2. Filsafat dan Konsep Dasar
Urban Sufisme di
Binjai tidak meminta pengikutnya untuk "uzlah" (mengasingkan diri) ke
gunung atau gua. Sebaliknya, ia membawa nilai-nilai sufistik ke pusat kota.
· Filsafat: Al-Khalwat fi al-Jalwat (Senyap di
tengah keramaian). Intinya adalah menjaga hati tetap terpaku pada Tuhan
meskipun raga sedang sibuk bekerja di perkantoran Sudirman atau berbisnis di
Tanah Lapang Binjai.
· Konsep: Re-spiritualisasi gaya hidup. Tasawuf di sini diposisikan
sebagai "psikoterapi" bagi jiwa yang stres akibat kompetisi ekonomi
dan tuntutan media sosial.
3. Kerangka Teori
Urban Sufisme di
Binjai dapat dibedah melalui dua lensa teori utama:
1. Teori
Modernitas Cair (Zygmunt Bauman): Masyarakat urban hidup dalam ketidakpastian. Sufisme hadir
sebagai "jangkar" yang memberikan ketenangan di tengah perubahan
nilai yang terlalu cepat.
2. Teori
Deprivasi Relatif: Remaja milenial
sering merasa "kurang" karena membandingkan hidup dengan orang lain
di media sosial.
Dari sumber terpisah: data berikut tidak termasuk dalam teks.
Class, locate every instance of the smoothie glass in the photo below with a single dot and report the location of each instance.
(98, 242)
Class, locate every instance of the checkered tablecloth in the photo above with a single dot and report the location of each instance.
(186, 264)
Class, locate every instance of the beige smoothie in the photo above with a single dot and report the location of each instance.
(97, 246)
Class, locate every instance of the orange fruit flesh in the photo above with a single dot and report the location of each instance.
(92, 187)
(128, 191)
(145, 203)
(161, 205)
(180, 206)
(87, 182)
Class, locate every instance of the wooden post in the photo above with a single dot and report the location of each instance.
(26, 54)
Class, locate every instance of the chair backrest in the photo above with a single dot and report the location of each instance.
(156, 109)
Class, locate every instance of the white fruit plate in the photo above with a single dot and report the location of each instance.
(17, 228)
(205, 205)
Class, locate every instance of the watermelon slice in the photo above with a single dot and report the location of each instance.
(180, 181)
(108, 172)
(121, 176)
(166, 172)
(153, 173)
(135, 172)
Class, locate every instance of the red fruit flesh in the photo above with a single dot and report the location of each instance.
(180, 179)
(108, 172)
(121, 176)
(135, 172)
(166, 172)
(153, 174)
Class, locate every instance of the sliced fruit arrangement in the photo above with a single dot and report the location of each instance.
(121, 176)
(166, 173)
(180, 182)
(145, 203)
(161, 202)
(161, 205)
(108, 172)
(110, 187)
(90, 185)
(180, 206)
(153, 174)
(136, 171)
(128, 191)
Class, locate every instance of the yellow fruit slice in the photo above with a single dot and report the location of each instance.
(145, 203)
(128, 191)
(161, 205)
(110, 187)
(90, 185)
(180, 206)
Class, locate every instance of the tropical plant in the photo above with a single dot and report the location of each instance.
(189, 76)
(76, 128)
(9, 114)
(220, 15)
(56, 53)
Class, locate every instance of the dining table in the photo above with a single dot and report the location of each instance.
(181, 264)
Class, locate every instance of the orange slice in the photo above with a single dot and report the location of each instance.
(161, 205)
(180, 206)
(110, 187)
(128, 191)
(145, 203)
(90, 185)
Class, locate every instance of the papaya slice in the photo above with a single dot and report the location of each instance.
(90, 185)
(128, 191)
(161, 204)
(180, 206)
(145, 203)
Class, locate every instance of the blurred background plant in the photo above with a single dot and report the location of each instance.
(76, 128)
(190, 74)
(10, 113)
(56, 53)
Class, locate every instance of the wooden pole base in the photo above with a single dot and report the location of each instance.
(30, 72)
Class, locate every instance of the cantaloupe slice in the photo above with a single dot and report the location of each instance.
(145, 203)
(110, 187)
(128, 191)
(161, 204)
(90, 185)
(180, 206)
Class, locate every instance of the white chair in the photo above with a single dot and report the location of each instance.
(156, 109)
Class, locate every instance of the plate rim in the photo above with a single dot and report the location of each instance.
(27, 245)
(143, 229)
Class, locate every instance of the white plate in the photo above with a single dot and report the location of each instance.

Sufisme mengajarkan konsep Qana’ah (merasa
cukup) sebagai penawar kecemasan.
4. Program Kerja Strategis
Untuk merangkul
milenial Binjai, organisasi atau komunitas Urban Sufisme perlu mengadopsi
program yang relevan:
|
Nama Program |
Deskripsi |
Tujuan |
|
Sufi-Co (Sufi Coffee) |
Kajian santai di kafe-kafe
hits Binjai dengan pendekatan diskusi ringan. |
Menghapus sekat kaku antara
agama dan tempat nongkrong. |
|
Digital Dhikr Clinic |
Penggunaan aplikasi meditasi
berbasis zikir dan konten dakwah visual. |
Memanfaatkan gawai untuk
kesehatan mental. |
|
Binjai Berbagi (Urban
Philanthropy) |
Penyaluran sedekah kreatif
untuk pedagang kecil atau penyapu jalan. |
Mengubah spiritualitas
individu menjadi aksi sosial. |
5. Kegiatan Implementatif untuk Milenial
Agar tidak
membosankan, kegiatan Urban Sufisme di Binjai harus bersifat partisipatif:
· Zikir Night Walk: Melakukan jalan santai di sekitar Lapangan
Merdeka Binjai pada malam hari sembari melakukan zikir sirr (dalam hati).
· Workshop "Soul Management": Pelatihan mengelola emosi dan amarah
menggunakan teknik pernapasan dan pemaknaan asmaul husna.
· Sufi Art Performance: Kolaborasi musik modern dengan syair-syair
Jalaluddin Rumi atau Hamzah Fansuri untuk menarik minat seni anak muda.
6. Aplikasi Berdampak: Mengapa Penting untuk Milenial?
Penerapan Urban Sufisme
di Binjai memberikan dampak nyata pada tiga pilar utama kehidupan remaja:
A. Kesehatan Mental (Mental Wellness)
Milenial Binjai sering
terjebak dalam hustle culture. Sufisme mengajarkan
Muraqabah (kesadaran penuh bahwa Tuhan mengawasi), yang
secara psikologis mirip dengan teknik mindfulness untuk
mengurangi kecemasan.
B. Etika Digital
Di era hoaks dan cyber-bullying, konsep Adab dalam tasawuf
melatih milenial Binjai untuk melakukan Tabayyun
(klarifikasi) dan menjaga lisan (serta jempol) di media sosial.
C. Resiliensi Ekonomi
Sufisme mengajarkan
tawakal yang aktif. Milenial diajak untuk berikhtiar maksimal dalam karier
namun tidak hancur secara mental jika mengalami kegagalan, karena nilai diri
mereka tidak ditentukan oleh materi semata.
7. Kesimpulan
Urban Sufisme di Kota
Binjai adalah jembatan antara tradisi spiritual masa lalu dengan dinamika
modernitas masa kini. Bagi milenial Binjai, ini adalah jalan untuk menjadi
pribadi yang Modern secara Otak, namun Klasik secara Hati. Dengan
program yang tepat, Urban Sufisme bukan lagi hal yang "kuno",
melainkan sebuah gaya hidup cerdas untuk meraih kebahagiaan yang substansial.